JOURNAL ARTICLE

[Intramedullary nailing of the tibia with the expert tibia nail]

Matthias Hansen, René El Attal, Jochen Blum, Michael Blauth, Pol Maria Rommens
Operative Orthopädie und Traumatologie 2009, 21 (6): 620-35
20087722

OBJECTIVE: Restoration of axis, length, and rotation of the lower leg. Sufficient primary stability of the osteosynthesis for functional aftercare. Early functional aftercare to maintain joint mobility. Good bony healing in closed and open fractures.

INDICATIONS: All closed and open fractures of the tibia and complete lower leg fractures (AO 42). Certain extraarticular fractures of the proximal and distal tibia (AO 41 A2/A3; AO 43 A1/A2/A3). Segmental fractures of the tibia. Certain intraarticular fractures of the tibia with use of additional implants (AO 41 C1/C2; AO 43 C1/C2). Stabilization during and after segmental bone transport or callus distraction of the tibia.

CONTRAINDICATIONS: Patients in poor general condition (e.g., bedridden). Flexion of the knee of less than 90 degrees . Infection in the nail's insertion area. Infection of the tibial cavity. Complex articular fractures of the proximal or distal tibia with joint depression.

SURGICAL TECHNIQUE: Closed reduction of the fracture.
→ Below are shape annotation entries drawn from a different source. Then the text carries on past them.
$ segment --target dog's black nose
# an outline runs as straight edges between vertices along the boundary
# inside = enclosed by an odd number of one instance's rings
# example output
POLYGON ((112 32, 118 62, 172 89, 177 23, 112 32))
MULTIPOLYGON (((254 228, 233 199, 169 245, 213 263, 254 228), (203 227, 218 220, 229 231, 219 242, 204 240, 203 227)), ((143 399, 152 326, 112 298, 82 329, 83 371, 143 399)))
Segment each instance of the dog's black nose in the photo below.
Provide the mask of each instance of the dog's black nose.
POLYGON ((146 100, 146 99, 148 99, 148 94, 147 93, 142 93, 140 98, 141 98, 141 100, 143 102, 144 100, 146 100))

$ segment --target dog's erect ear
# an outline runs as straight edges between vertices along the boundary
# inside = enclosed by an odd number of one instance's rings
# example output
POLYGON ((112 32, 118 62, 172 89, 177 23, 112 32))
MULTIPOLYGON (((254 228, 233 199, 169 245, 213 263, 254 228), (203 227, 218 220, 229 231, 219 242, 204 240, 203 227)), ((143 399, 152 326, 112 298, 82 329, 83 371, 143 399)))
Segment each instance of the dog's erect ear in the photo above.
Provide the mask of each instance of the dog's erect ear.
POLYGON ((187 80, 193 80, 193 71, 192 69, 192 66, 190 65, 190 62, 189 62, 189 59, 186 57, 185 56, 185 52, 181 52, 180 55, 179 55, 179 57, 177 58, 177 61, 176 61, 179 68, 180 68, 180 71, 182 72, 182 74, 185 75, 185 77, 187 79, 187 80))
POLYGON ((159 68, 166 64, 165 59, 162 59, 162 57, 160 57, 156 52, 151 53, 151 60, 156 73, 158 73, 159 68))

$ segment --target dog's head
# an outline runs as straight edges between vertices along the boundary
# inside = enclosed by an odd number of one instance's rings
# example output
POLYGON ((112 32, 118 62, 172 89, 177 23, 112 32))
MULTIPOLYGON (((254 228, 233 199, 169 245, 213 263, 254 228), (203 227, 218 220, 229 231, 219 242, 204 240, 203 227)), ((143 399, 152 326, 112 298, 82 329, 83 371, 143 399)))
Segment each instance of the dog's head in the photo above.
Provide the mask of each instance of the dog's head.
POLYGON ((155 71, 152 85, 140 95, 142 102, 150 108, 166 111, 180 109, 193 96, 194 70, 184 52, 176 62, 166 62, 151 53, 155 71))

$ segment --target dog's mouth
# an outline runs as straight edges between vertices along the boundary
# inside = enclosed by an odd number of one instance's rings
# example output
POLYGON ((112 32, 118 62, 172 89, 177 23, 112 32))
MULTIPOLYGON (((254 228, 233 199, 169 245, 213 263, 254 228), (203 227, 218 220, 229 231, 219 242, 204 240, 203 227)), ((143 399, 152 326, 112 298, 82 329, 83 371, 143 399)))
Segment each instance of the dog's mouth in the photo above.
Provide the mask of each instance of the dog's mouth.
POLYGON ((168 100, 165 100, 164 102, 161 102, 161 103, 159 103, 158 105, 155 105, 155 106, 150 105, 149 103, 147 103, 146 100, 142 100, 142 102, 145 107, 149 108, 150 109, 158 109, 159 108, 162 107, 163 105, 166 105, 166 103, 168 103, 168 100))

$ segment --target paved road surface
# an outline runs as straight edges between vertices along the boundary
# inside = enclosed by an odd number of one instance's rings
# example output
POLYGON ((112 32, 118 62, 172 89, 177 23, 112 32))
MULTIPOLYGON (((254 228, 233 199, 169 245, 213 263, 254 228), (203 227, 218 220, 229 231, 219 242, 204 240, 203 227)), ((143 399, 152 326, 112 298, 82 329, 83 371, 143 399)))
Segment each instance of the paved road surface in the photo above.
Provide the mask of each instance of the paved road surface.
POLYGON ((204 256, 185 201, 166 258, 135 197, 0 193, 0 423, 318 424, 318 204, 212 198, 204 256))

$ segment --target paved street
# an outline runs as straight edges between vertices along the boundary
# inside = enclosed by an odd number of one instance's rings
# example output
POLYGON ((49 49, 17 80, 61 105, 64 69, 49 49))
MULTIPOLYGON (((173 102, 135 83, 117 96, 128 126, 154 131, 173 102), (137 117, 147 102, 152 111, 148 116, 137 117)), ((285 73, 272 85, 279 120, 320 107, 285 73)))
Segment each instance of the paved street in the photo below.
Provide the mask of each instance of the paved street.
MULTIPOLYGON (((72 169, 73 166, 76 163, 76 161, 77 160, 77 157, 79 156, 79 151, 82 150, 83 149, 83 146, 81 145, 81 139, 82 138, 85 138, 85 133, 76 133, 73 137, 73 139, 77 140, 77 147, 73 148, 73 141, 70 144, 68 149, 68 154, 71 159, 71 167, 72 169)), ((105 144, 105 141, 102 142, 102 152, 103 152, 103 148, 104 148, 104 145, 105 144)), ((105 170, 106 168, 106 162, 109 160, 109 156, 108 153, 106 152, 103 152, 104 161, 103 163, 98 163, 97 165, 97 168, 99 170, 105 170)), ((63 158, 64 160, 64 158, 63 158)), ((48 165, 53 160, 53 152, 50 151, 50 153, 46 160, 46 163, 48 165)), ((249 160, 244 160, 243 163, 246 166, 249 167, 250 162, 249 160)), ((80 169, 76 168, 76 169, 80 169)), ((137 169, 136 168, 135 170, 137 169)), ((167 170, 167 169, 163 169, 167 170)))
If necessary, use of reduction clamps through additional stab incisions or open surgical procedures. In some cases, additional osteosynthesis procedures are necessary (e.g., screws). Positioning of the patient may be performed on a radiolucent table or a traction table. Opening of the proximal tibia in line with the medullary canal. Cannulated or noncannulated insertion of the Expert Tibia Nail((R)) with or without reaming of the medullary canal depending on the fracture type and soft-tissue condition. Control of axis, length, and rotation. Distal interlocking with the radiolucent drill and proximal interlocking with the targeting device.

POSTOPERATIVE MANAGEMENT: Immediate mobilization of ankle joint and knee joint. Depending on the type of fracture, mobilization with 20 kg partial weight bearing or pain-dependent full weight bearing with crutches. X-ray control 6 weeks postoperatively and increased weight bearing depending on the fracture status.

RESULTS: In a prospective, international multicentric study, 181 patients with 186 fractures were included between July 2004 and May 2005. 57 of these fractures (30.7%) initially were graded open, 15 of them grade I, 32 grade II, and ten grade III. Most of the fractures (36%) were shaft fractures. After 1 year, 146 patients (81%) could be evaluated clinically and radiologically. The overall pseudarthrosis rate was 12.2% (18.2% for open and 9.7% for closed fractures). The risk for secondary operations or revisions (including dynamization of the nail) was 18.8%. Without consideration of dynamization procedures, revisions were necessary in only 5.4% of all patients. The risk for varus, valgus or antecurvation malalignment of more than 5 degrees in any plane on radiologic long leg views was 4.3% for shaft fractures, 1.5% for distal fractures, and 13.6% for proximal fractures. The implant-specific risk for bolt breakage was 3.2%.